Auto Supplier Consolidation

From the steamy heat of mid-August Osaka, o-hisashiburi (it's been a while).

Continuing on the consolidation theme, it's interesting that there don't appear to be any large Japanese funds buying up companies to drive consolidation. This is happening in the USA and Europe either driven by companies pursuing consolidation as a strategy or by funds assembled for the purpose.

Is this because Japanese management shrewdly recognise the extreme difficulty in achieving real value from M&A activity, because they are simply too risk averse or because they recognise that they lack the breadth of management talent to make cross-border, post-merger integration work?

Probably all of the above.

In the past, this was not a problem. Hanging on to the coat tails of Toyota, Nissan, Honda et al was as good a strategy as any. These days, the rallying cry across Japanese industry is "Globalise or Die". Easier said than done (the former, that is).

Some deals have taken place (Takata - Petri, NSG - Pilkington), but many more have failed (purchase of FAG, purchase of Karmann, purchase of SKF....) and many have not even got as far as identification of a potential partner/target.

M&A managers in the big Japanese financial institutions complain constantly of the difficulty of getting even as far as due diligence.

Interest remains high despite the problems, but is mainly focused on individual deals.

So should Japan Inc focus on getting more two party deals successfully through to closure or start thinking big and looking at industry consolidation on a global scale?

Let me know what you think.

Sunday 17 May 2009

Reactions to reactions to reactions to the flu

The sequence of events has been interesting.

First, people fall ill and die in Mexico. The government closes down significant parts of Mexico City. The WHO issues a level 4 pandemic threat alert.

Japanese newspapers report the threat.

The WHO raises the pandemic threat alert to level 5. 

Japanese media report the increased threat alert level and run articles on the reactions to the threat around the world.

Japanese media are vilified by the Japanese government and public for over-reacting and exaggerating the threat level.

Following mass travel to infected areas by the Japanese public during the Golden Week holidays, permitted by the Japanese government, the disease starts to spread in Japan and local governments react by closing schools in Kobe and Osaka.

One wonders how the media is expected to report this...

Thursday 9 April 2009

Automotive Consolidation - Asian Influence

Ashvin Chotai of Intelligence Automotive Asia and I have just given a seminar at Chatham House in London on the outlook for automotive M&A activity in Asia and outbound from Asia.

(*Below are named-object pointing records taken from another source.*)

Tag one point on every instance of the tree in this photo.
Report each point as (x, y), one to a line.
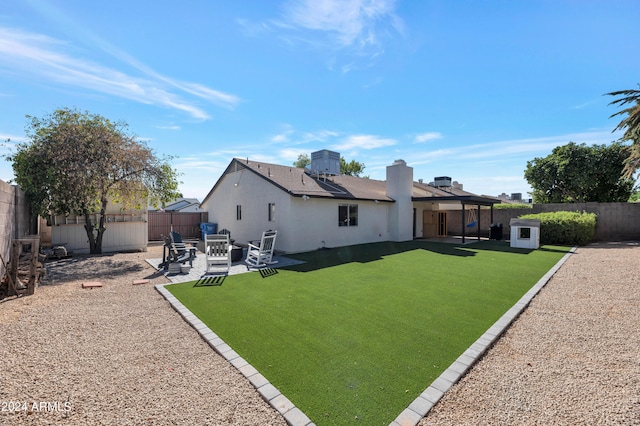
(353, 168)
(76, 162)
(631, 126)
(579, 173)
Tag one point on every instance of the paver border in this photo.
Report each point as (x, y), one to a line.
(411, 415)
(292, 415)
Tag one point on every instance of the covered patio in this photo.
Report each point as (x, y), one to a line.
(438, 203)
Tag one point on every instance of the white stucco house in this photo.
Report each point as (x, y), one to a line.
(316, 207)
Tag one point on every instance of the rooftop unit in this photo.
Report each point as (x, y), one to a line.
(325, 163)
(442, 182)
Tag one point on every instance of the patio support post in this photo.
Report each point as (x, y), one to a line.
(478, 222)
(463, 224)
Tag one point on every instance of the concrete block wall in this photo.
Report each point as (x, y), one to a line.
(7, 222)
(15, 219)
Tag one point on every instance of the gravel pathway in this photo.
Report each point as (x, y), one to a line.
(572, 357)
(116, 355)
(119, 355)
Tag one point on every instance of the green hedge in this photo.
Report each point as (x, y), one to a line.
(504, 206)
(571, 228)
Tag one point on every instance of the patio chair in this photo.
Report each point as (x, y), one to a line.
(181, 246)
(227, 232)
(217, 251)
(171, 254)
(262, 255)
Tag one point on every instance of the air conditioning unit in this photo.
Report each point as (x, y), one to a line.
(325, 163)
(442, 182)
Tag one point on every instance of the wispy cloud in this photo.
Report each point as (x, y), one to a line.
(356, 25)
(48, 59)
(426, 137)
(364, 142)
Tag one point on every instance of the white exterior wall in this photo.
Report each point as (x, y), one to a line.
(253, 194)
(302, 225)
(316, 224)
(400, 188)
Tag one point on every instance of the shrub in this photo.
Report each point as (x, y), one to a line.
(571, 228)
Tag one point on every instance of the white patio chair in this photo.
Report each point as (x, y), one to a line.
(262, 255)
(217, 251)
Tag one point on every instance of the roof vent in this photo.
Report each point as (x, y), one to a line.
(325, 163)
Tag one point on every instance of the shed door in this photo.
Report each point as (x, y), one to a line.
(442, 224)
(429, 224)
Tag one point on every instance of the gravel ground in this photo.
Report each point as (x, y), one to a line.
(116, 355)
(120, 355)
(572, 357)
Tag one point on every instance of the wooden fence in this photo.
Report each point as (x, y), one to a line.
(186, 224)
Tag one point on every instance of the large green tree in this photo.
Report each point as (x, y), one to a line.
(630, 99)
(575, 173)
(75, 162)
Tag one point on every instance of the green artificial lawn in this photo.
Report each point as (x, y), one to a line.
(357, 333)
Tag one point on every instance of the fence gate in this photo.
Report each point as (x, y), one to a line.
(186, 224)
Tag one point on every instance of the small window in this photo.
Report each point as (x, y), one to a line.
(272, 212)
(348, 215)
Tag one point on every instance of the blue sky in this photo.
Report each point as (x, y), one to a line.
(466, 89)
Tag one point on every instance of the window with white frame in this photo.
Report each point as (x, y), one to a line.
(348, 215)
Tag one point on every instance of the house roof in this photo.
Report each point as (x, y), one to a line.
(424, 192)
(300, 182)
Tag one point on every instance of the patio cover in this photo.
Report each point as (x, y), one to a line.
(456, 196)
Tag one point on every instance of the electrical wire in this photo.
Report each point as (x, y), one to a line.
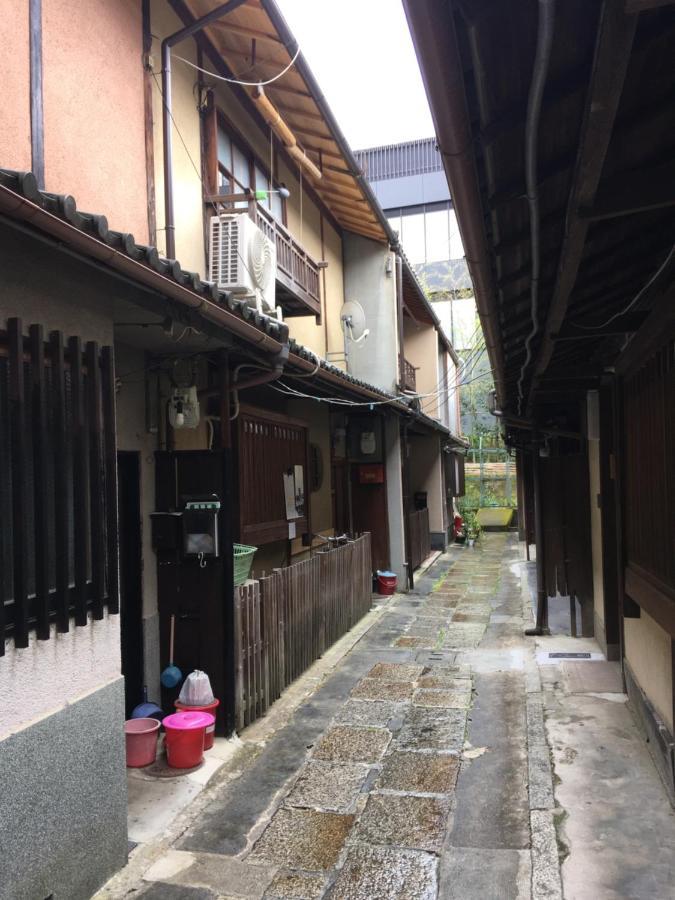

Although activity has dropped (90 deals in 2007, 30 in 2008), companies are still picking up some of the opportunities thrown up by the global turbulence. In the first quarter we saw purchases by Motherson Sumi - Visiocorp of Europe, Geely -DSI of Australia and BeijingWest - Delphi Brakes and Suspension business. Geely is now rumoured to be looking at SAAB. We expect to see more activity from Chinese and Indian companies although they face serious challenges in managing the assets purchased.

The prevailing view in Japan is that companies have to expand overseas or die, due to the unfavourable demographics in their home market. The currently strong yen should help, once the effect of the drop in production volumes has passed.

Japanese companies face problems in completing purchases, however. The prospect of an NSG - Pilkington situation, where NSG concluded that they lacked the management resources to run the combined global business and handed over the management to Pilkington executives, is seen as a serious obstacle. Nevertheless, many companies are trying to implement a strategy of overseas expansion by acquisition. One recent non-automotive example is the purchase of myonic, a small German specialist bearing producer, by Minebea.

Korean companies face a number of obstacles in purchasing overseas assets, not least, a weak Won. They also lack experienced international managers to run the acquisitions. Nevertheless, the conventional wisdom seems to be that companies will have to expand abroad or lose out to Chinese competition. This perception should continue to drive M&A activity. The assembly of a war chest for overseas acquisitions by the KDB is a positive sign of this strategy.